Given: The parallelogram and the rectangle have the same base and equal areas, therefore, they will also lie between the same parallels.

Consider the parallelogram ABCD and rectangle ABEF as follows.

Here, it can be observed that parallelogram ABCD and rectangle ABEF are lying between the same parallels AB and CF.

It is given that the opposite sides of a parallelogram and a rectangle are of equal lengths.

Therefore, AB = EF (Opposite sides of a rectangle are equal.)

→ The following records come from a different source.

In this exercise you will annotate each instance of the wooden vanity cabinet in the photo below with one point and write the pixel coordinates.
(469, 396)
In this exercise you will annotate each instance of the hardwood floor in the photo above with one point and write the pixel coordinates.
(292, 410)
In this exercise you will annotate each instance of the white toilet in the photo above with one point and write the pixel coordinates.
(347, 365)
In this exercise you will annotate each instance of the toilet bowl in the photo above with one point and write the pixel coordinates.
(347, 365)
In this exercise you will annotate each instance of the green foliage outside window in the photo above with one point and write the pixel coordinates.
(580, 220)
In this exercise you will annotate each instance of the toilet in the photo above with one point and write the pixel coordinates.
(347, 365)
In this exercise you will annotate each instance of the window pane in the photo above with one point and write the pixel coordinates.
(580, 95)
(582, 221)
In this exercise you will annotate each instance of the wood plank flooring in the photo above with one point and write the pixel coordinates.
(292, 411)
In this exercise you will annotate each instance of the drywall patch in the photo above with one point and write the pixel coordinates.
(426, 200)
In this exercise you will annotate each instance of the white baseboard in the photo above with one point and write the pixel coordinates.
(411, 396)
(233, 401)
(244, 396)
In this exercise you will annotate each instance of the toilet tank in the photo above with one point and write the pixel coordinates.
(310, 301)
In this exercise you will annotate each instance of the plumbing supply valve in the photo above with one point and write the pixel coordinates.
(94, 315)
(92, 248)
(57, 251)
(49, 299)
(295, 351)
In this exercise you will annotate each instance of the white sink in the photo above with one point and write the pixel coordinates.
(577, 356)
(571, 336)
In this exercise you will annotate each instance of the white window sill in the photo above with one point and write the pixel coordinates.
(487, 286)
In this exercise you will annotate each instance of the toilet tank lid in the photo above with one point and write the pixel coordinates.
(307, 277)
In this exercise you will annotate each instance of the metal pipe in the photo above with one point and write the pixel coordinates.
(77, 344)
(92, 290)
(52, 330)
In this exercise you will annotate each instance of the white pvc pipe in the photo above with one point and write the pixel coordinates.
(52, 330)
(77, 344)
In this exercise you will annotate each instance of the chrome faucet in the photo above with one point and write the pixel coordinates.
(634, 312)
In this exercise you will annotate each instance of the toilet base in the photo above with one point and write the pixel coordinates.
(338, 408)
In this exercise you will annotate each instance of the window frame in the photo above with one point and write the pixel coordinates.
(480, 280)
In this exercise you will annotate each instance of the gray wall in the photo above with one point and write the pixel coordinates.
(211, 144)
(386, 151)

AB = CD (Opposite sides of a parallelogram are equal.)

∴ CD = EF

∴ AB + CD = AB + EF ...(1)

Now, in a right-angled triangle AFD, AD is a hypotenuse.

∴ AF < AD ...(2)

Similarly, in a right angled triangle EBC, EB is altitude and BC is a hypotenuse

∴ BE < BC ...(3)

Adding equation (2) and (3),

∴ AF + BE < AD + BC ...(4)

Now, from equations (1) and (4), we obtain

AB + EF + AF + BE < AD + BC + AB + CD

Perimeter of rectangle ABEF < Perimeter of parallelogram ABCD.

**Video Solution:**

## Parallelogram ABCD and rectangle ABEF are on the same base AB and have equal areas. Show that the perimeter of the parallelogram is greater than that of the rectangle.

### Maths NCERT Solutions Class 9 - Chapter 9 Exercise 9.4 Question 1:

**Summary:**

If parallelogram ABCD and rectangle ABEF are on the same base AB and have equal areas, then the perimeter of the parallelogram is greater than that of the rectangle.